According to Nelson Kranker, to meet the standards of the National Charities Information Bureau, a charity must spend a minimum of 60% of its revenue on program expenses. Program expenses are expenses which donors expect their money to be used for, such as the medical research. The Bureau has called attention to seven questionable charities, operating with 13 separate names. They are:
American Institute for Cancer Research
Cancer Fund of America
National Children's Cancer Society
Pacific West Cancer Fund
Cancer Center for Detection and Protection (Pacific West)
The Alzheimer's Disease Fund (Project Cure)
Center for Advanced Heart Research (Project Cure)
Center for Alternative Cancer Research (Project Cure)
United Children's Fund [Knoxville]
A Child's Wish (United Children's Fund)
Walker Cancer Research Institute
>Together, the organizations listed above reported annual cash revenues totaling $69.1 million in 1996, the last full year for which financial figures are available for all of them. The total amount all these organizations spent on program work was only 22% of the funds they raised from contributors. Excluding the American Institute for Cancer Research, the average of the program expenses of these organizations amounted to less than 6% of the total expenses.

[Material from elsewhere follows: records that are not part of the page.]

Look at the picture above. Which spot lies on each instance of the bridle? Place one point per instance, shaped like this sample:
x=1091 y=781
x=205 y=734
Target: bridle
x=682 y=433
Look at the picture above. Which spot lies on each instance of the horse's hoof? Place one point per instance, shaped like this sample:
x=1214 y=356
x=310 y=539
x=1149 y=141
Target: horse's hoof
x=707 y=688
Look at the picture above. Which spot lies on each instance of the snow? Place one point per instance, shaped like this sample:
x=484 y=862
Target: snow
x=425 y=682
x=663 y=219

"The National Charities Information Bureau and Dutchess County have compiled a list of important recommendations for residents to follow before making charitable contributions," Steinhaus stated. "Charitable contributions are an important aspect of a healthy community, we want to encourage charitable giving, but we want to protect our residents in the process."
The County recommends that residents ask charities for written information regarding the exact name of the organization because sound-alike groups can be confusing. Ask for the organization's purpose, be it finding a cure for a disease or caring for people who suffer from a disease. Know how the group attempts to achieve its goals, whether they do their own research or make grants. Also, find out how much of your dollar is used for true charitable purposes.

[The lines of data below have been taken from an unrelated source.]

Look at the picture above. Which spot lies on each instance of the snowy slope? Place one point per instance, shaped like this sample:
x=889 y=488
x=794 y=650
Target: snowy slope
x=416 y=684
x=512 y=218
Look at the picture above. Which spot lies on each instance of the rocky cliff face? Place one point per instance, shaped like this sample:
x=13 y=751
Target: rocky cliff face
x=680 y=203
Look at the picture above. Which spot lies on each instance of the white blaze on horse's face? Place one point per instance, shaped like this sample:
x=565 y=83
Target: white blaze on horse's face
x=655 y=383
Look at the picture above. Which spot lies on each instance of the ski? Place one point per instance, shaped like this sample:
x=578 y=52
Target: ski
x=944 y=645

"Too often people fall prey to the methods which charitable groups use to encourage donations," Steinhaus noted. "The tactics we need to be aware of are the high pressure calls and solicitations that emphasize emotional content but contain little or no substance, charities that won't send written material until after you donate because they claim there isn't time or it's too costly, and phone calls or letters telling you that you have won money or a prize from a charity." Other methods the County Executive warned about are callers other than friends or neighbors who want to pick up your contribution. It is always recommended that you use the U.S. mail when making contributions.
"Some very important 'don'ts' are don't give cash and don't give your credit card number to strangers. Always write a check made payable only to the full name of the charity," Steinhaus added. "Lastly, don't pay attention to dunning letters and don't respond to letters that say you have pledged money until you are 100% certain you did."
"It is unfortunate that there are charities that are less-than-honorable because Dutchess County resident have always been generous and I don't want to see this dampen residents confidence in charitable giving," Noel said. "Hopefully through this type of education we can encourage giving while at the same time protect our citizens."